Plaidoyer pour un MoDem indépendant

Drôle de titre. Pourquoi réclamer l’indépendance du MoDem, à la veille des élections régionales de surcroît ? Ne l’est t-il pas déjà ? Dans la lettre oui, mais dans l’esprit de moins en moins. La lettre c’est le congrès fondateur et ses principes, dont je rappelle ici un extrait(1) : « Le Mouvement démocrate est indépendant de toutes les puissances d’influence économique, politique ou médiatique« . L’esprit c’est cette tendance qui fait de plus en plus du MoDem un parti de gauche. Alors bien malin qui pourrait dire si le MoDem est de gauche, de centre-gauche, voire du centre après tout. Mais que voit-on à l’aube des élections régionales ? Des annonces plus ou moins individuelles d’alliance avec tantôt le Parti Socialiste, tantôt Europe-Ecologie. La porosité entre ces deux partis ne faisant aucun doute, voir se profiler un second tour où le MoDem s’alliera uniquement avec l’un ou l’autre ne peut pas me satisfaire(2). Ce penchant sur la gauche ne peut pas être l’avenir du MoDem, car le MoDem ne s’est pas constitué sur ce schéma-là. Le MoDem a vocation à être ce mouvement rassembleur, conscient de sa capacité à être un parti de gouvernement, et prêt à agréger les bonnes volontés pour non seulement sortir la France de la crise qu’elle traverse(3), mais encore à « porter au plus haut la conscience et la responsabilité des citoyens« (4). C’est cela que le MoDem doit retrouver au plus vite. Mais cela fait bien longtemps, trop même que je n’ai pas entendu un haut dirigeant de notre mouvement répéter ce qui devrait être notre définition relative à notre positionnement sur l’échiquier politique, à savoir : « Le MoDem n’est ni de droite, ni de gauche, ni du centre. Il est démocrate. »

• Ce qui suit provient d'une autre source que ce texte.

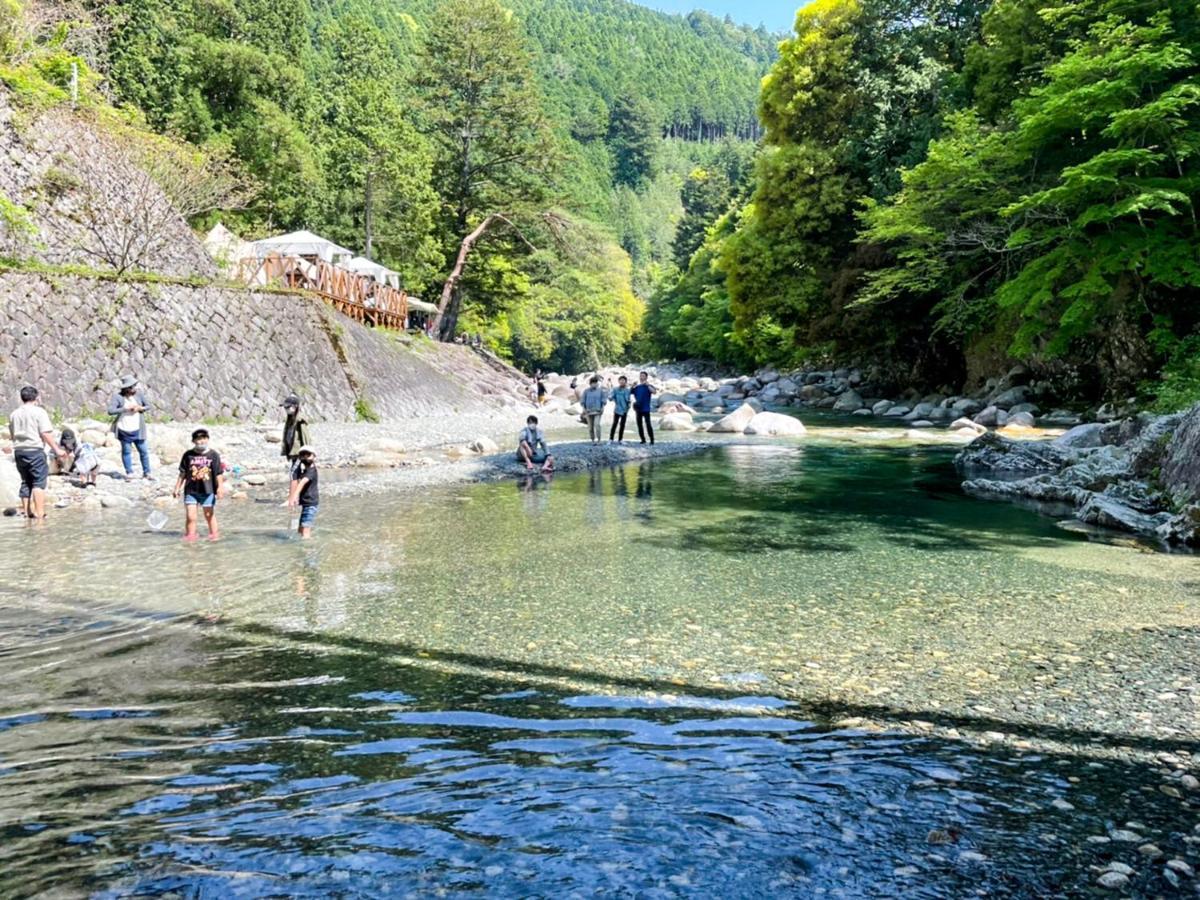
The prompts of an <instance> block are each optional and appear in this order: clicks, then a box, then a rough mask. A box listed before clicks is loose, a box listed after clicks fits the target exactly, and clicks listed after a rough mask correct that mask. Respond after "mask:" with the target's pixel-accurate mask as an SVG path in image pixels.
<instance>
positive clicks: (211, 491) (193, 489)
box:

Je reste pourtant très fier d’être au MoDem. Je suis fier de tenir là mon premier engagement en politique comme adhérent d’un mouvement. Ma plus grande fierté jusqu’à présent aura été – très étrangement – à l’occasion du vote à l’Assemblée Nationale sur le retour de la France dans le commandement intégré de l’OTAN. Voyant cela de mon fauteuil(5) j’étais très fier d’être adhérent d’un mouvement politique qui a inscrit noir sur blanc dans sa charte éthique : « Dans tous les groupes politiques d’élus qui se réfèrent au Mouvement démocrate la liberté de vote est la règle« . C’est une des pépites que recèle le MoDem, qu’il faut conserver et protéger comme étant notre manière originale de concevoir la politique. Certains députés UMP(6) doivent au fond d’eux-mêmes regretter d’être dans un parti qui ne leur donne pas d’autre liberté que la liberté de dire Oui. Je regrette par contre d’avoir été de cette minorité qui a parfaitement compris la stratégie du MoDem au second tour des élections municipales. Il n’y a pas jusqu’à François Bayrou lui-même, qui à l’occasion de l’université de rentrée de notre mouvement le dit avec du regret dans le ton et dans la voix : « (…) je dis cela avec un peu de regret, de nostalgie. Dans un monde idéal, j’aimerais que les élections locales n’aient qu’un enjeu local. J’ai beaucoup fait pour cela, même si cela a été très incompris. J’aurais aimé que les élections locales fassent naître des majorités locales et je ne verrais aucune difficulté à ce que l’on puisse bâtir des majorités avec des gens d’étiquettes différentes. (…) j’ai bien été obligé de constater que cette idée que je trouve pour ma part juste, forte, généreuse et novatrice, n’a été comprise par personne !« . Je persiste à dire que c’est la seule voie, car l’autre voie est celle de la bipolarisation, et le MoDem est opposé à la bipolarisation de la vie politique. Je connais des partis qui à l’inverse ont du mal à s’en défaire et qui au fond s’en arrangent très bien.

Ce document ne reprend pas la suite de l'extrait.